ガンダムシリーズ最新作『機動戦士ガンダム 水星の魔女』。学園ものかつ女の子2人が主人公という、これまでの“ガンダム”からすると異色な設定で放送前から注目が集まり、物語が進むごとに深まっていく謎やキャラクターの魅力、そしてシリアスな展開で大きな話題となった。

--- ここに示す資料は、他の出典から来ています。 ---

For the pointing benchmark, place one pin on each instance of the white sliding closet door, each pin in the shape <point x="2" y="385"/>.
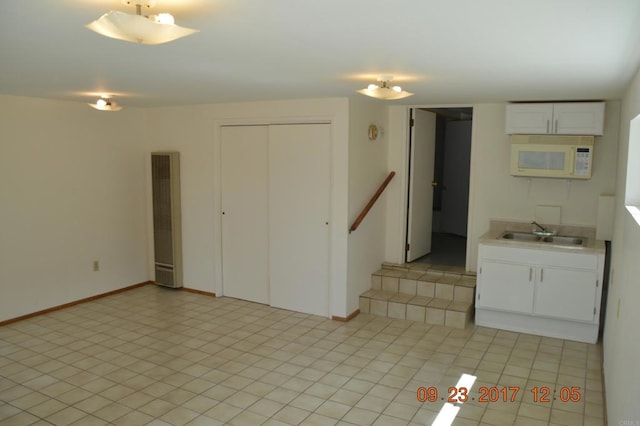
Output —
<point x="244" y="193"/>
<point x="299" y="196"/>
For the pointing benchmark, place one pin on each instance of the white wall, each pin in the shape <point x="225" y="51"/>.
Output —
<point x="367" y="170"/>
<point x="194" y="131"/>
<point x="621" y="335"/>
<point x="72" y="190"/>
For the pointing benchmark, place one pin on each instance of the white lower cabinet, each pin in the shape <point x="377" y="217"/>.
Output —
<point x="515" y="296"/>
<point x="542" y="292"/>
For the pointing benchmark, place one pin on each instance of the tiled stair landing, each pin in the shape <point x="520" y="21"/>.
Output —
<point x="423" y="293"/>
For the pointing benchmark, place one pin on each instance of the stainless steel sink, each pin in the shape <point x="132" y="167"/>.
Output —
<point x="559" y="240"/>
<point x="564" y="241"/>
<point x="520" y="236"/>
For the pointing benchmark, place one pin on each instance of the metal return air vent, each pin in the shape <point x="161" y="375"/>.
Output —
<point x="167" y="229"/>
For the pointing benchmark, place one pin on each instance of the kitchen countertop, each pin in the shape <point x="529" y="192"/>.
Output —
<point x="498" y="227"/>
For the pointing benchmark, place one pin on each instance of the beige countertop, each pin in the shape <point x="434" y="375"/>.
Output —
<point x="498" y="227"/>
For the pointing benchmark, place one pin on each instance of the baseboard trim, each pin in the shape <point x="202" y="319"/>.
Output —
<point x="351" y="316"/>
<point x="202" y="292"/>
<point x="76" y="302"/>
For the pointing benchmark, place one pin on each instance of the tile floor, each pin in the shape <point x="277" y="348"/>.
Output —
<point x="166" y="357"/>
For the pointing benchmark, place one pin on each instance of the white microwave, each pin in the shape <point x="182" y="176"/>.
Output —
<point x="566" y="157"/>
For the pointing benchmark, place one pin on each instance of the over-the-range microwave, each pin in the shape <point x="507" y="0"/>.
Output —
<point x="566" y="157"/>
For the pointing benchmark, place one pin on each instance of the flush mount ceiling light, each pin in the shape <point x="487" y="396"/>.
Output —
<point x="138" y="28"/>
<point x="384" y="90"/>
<point x="105" y="104"/>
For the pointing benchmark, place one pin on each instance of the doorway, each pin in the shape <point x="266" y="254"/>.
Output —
<point x="439" y="164"/>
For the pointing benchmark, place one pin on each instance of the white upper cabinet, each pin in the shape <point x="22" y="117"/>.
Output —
<point x="564" y="118"/>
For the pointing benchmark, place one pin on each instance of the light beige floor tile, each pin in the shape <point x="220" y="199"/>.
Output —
<point x="291" y="415"/>
<point x="231" y="361"/>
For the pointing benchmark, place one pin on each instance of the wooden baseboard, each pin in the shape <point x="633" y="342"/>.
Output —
<point x="76" y="302"/>
<point x="202" y="292"/>
<point x="349" y="318"/>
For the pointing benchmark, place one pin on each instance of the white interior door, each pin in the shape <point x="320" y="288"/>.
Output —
<point x="421" y="173"/>
<point x="299" y="195"/>
<point x="244" y="191"/>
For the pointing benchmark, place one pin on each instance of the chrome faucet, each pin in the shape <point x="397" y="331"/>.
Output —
<point x="542" y="228"/>
<point x="543" y="231"/>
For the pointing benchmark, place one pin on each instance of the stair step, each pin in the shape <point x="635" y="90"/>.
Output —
<point x="423" y="293"/>
<point x="431" y="283"/>
<point x="429" y="310"/>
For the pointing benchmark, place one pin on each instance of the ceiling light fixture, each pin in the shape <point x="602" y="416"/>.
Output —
<point x="138" y="28"/>
<point x="384" y="90"/>
<point x="105" y="104"/>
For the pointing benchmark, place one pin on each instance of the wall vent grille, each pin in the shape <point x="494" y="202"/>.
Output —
<point x="167" y="235"/>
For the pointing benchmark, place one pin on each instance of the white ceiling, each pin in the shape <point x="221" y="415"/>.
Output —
<point x="446" y="52"/>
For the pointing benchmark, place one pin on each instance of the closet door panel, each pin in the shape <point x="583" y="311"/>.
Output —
<point x="244" y="196"/>
<point x="299" y="196"/>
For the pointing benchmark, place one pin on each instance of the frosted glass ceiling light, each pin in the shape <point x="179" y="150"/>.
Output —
<point x="384" y="90"/>
<point x="155" y="29"/>
<point x="105" y="104"/>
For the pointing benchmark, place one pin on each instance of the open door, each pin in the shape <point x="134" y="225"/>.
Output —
<point x="421" y="172"/>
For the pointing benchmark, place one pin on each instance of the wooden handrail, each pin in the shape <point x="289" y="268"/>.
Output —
<point x="371" y="202"/>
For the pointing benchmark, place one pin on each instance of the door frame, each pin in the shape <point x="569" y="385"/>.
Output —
<point x="397" y="203"/>
<point x="333" y="265"/>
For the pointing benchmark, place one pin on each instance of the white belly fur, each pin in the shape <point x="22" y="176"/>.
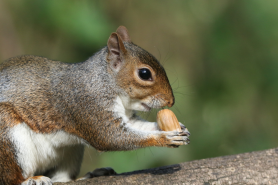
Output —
<point x="38" y="152"/>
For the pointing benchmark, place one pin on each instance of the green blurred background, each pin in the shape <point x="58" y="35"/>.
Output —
<point x="221" y="57"/>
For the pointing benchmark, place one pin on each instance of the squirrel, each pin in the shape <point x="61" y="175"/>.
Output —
<point x="50" y="110"/>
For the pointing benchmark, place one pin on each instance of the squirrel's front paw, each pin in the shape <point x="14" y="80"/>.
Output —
<point x="37" y="180"/>
<point x="175" y="139"/>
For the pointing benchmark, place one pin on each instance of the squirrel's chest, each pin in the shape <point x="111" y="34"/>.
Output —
<point x="37" y="152"/>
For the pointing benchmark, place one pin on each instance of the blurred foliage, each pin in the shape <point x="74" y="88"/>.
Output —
<point x="220" y="55"/>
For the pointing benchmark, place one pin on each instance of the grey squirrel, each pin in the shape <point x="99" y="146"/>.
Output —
<point x="50" y="110"/>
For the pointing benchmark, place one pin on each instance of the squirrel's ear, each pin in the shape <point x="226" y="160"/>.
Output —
<point x="116" y="51"/>
<point x="122" y="31"/>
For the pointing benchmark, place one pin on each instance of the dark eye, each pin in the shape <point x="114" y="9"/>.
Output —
<point x="145" y="74"/>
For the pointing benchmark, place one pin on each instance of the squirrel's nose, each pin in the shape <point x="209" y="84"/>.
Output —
<point x="171" y="102"/>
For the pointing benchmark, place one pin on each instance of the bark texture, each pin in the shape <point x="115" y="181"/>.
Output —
<point x="249" y="168"/>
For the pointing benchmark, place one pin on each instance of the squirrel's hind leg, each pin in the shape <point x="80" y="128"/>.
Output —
<point x="37" y="180"/>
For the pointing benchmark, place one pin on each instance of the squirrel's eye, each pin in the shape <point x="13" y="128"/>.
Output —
<point x="145" y="74"/>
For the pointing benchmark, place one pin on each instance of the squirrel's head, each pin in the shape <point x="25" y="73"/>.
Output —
<point x="138" y="73"/>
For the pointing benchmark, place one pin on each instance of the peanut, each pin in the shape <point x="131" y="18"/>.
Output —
<point x="167" y="121"/>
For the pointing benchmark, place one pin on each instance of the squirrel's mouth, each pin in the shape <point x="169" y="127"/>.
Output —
<point x="146" y="107"/>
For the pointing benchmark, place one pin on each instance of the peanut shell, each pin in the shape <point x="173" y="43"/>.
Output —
<point x="167" y="121"/>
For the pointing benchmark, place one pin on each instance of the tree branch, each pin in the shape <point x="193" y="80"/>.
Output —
<point x="249" y="168"/>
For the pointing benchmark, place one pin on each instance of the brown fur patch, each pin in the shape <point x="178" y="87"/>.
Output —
<point x="10" y="172"/>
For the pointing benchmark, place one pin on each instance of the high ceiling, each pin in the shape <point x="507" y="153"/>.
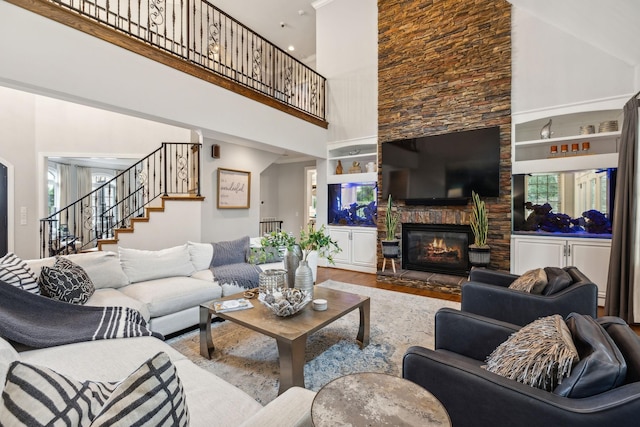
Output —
<point x="607" y="25"/>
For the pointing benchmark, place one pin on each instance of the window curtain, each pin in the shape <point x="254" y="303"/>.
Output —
<point x="84" y="226"/>
<point x="623" y="293"/>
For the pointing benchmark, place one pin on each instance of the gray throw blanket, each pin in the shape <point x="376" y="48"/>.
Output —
<point x="242" y="274"/>
<point x="37" y="321"/>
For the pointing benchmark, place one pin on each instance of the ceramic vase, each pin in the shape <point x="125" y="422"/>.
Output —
<point x="291" y="261"/>
<point x="304" y="278"/>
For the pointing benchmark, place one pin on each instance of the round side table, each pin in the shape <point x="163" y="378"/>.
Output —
<point x="374" y="399"/>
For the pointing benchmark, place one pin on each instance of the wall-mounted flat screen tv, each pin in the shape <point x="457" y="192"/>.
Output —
<point x="442" y="169"/>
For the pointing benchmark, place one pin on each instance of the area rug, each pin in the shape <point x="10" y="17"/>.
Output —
<point x="249" y="360"/>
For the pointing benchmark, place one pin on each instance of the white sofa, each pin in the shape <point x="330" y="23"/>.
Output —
<point x="210" y="400"/>
<point x="165" y="286"/>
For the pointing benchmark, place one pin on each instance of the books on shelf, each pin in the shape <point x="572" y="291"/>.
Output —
<point x="232" y="305"/>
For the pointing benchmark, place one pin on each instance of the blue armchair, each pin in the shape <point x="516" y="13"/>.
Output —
<point x="487" y="293"/>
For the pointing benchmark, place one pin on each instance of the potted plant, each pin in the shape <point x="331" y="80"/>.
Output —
<point x="315" y="241"/>
<point x="390" y="245"/>
<point x="479" y="251"/>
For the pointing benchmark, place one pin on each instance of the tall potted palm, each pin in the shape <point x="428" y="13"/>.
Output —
<point x="479" y="251"/>
<point x="390" y="245"/>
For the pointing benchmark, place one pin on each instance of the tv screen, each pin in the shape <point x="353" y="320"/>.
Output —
<point x="442" y="169"/>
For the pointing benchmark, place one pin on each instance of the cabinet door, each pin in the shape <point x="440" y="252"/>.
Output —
<point x="363" y="247"/>
<point x="342" y="237"/>
<point x="530" y="253"/>
<point x="592" y="258"/>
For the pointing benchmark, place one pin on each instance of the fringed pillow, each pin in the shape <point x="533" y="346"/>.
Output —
<point x="540" y="354"/>
<point x="532" y="281"/>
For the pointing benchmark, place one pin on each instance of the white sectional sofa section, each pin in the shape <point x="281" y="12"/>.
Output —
<point x="165" y="286"/>
<point x="211" y="401"/>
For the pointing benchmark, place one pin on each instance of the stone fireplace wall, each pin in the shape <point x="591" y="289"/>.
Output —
<point x="445" y="66"/>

【写真】物語はここから始まった…。『機動戦士ガンダム 水星の魔女』「PROLOGUE」場面写真35点
■「責任、取ってよね」ミオリネとスレッタ、最悪の出会いから婚約まで
まずは、ストーリーのおさらい。数多の企業が宇宙へ進出し、巨大な経済圏を構築する時代。モビルスーツ産業最大手「ベネリットグループ」が運営する「アスティカシア高等専門学園」に、辺境の地・水星から1人の少女が、パイロット科2年として編入してきた。その名は、スレッタ・マーキュリー。彼女は内向的な性格ではあるが、学園生活で「やりたいことリスト」をまとめているなど、期待に胸を膨らませていた。
そんなスレッタが出会ったのは、容姿端麗な少女・ミオリネだ。彼女は「ベネリットグループ」総裁デリング・レンブランの娘で、かつ成績優秀な経営戦略科の2年生。しかし、父親に対して強い反抗心を抱いていた。

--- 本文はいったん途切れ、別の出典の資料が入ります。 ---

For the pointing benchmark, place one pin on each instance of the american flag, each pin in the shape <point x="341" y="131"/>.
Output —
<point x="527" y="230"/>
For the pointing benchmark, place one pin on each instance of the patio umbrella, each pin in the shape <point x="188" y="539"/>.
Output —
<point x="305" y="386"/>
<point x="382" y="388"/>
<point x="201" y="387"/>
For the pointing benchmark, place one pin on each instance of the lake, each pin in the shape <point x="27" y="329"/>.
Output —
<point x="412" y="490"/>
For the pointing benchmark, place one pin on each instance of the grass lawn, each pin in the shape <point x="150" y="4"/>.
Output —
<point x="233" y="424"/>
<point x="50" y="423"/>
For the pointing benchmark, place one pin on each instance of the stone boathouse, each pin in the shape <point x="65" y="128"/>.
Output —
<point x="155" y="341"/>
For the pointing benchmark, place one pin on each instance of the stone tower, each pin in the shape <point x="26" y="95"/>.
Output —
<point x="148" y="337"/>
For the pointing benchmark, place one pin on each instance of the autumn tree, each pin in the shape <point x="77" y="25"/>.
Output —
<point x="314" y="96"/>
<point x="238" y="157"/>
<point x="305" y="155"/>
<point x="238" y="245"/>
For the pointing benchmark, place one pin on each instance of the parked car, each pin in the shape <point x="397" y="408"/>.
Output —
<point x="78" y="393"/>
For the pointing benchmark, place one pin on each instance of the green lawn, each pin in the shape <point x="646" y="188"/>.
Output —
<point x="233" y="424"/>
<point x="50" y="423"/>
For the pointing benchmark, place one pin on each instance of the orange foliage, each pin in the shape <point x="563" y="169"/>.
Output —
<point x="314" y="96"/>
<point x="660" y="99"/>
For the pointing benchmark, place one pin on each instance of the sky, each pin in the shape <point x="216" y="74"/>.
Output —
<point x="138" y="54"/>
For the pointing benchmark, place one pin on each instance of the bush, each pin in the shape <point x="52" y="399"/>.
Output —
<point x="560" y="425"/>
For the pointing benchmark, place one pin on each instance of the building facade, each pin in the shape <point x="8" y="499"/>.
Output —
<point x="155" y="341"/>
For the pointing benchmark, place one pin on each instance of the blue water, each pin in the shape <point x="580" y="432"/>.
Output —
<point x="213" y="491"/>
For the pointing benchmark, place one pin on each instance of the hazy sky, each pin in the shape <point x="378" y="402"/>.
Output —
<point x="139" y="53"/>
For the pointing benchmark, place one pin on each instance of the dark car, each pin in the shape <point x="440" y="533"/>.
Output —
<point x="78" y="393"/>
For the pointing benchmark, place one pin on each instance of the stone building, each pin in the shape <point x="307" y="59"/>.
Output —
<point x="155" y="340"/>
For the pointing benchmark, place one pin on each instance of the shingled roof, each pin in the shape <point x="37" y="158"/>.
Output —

学園では、学生同士の「決闘」が伝統で、最も優秀な腕を持つ者は“ホルダー”となる。つまり、ホルダーは学園カースト最上位に君臨する存在だ。そんなホルダーのグエル・ジェタークが、ミオリネに横暴な態度を取っている様子を見たスレッタは、彼をいきなり叱りつけてしまう。グエルの怒りを買った彼女は決闘をすることとなるも、戦いに勝利。ホルダーへ昇格するとともに、グエルから「ミオリネの婚約者」の資格まで奪うこととなってしまい、やはり責任を取ることとなった。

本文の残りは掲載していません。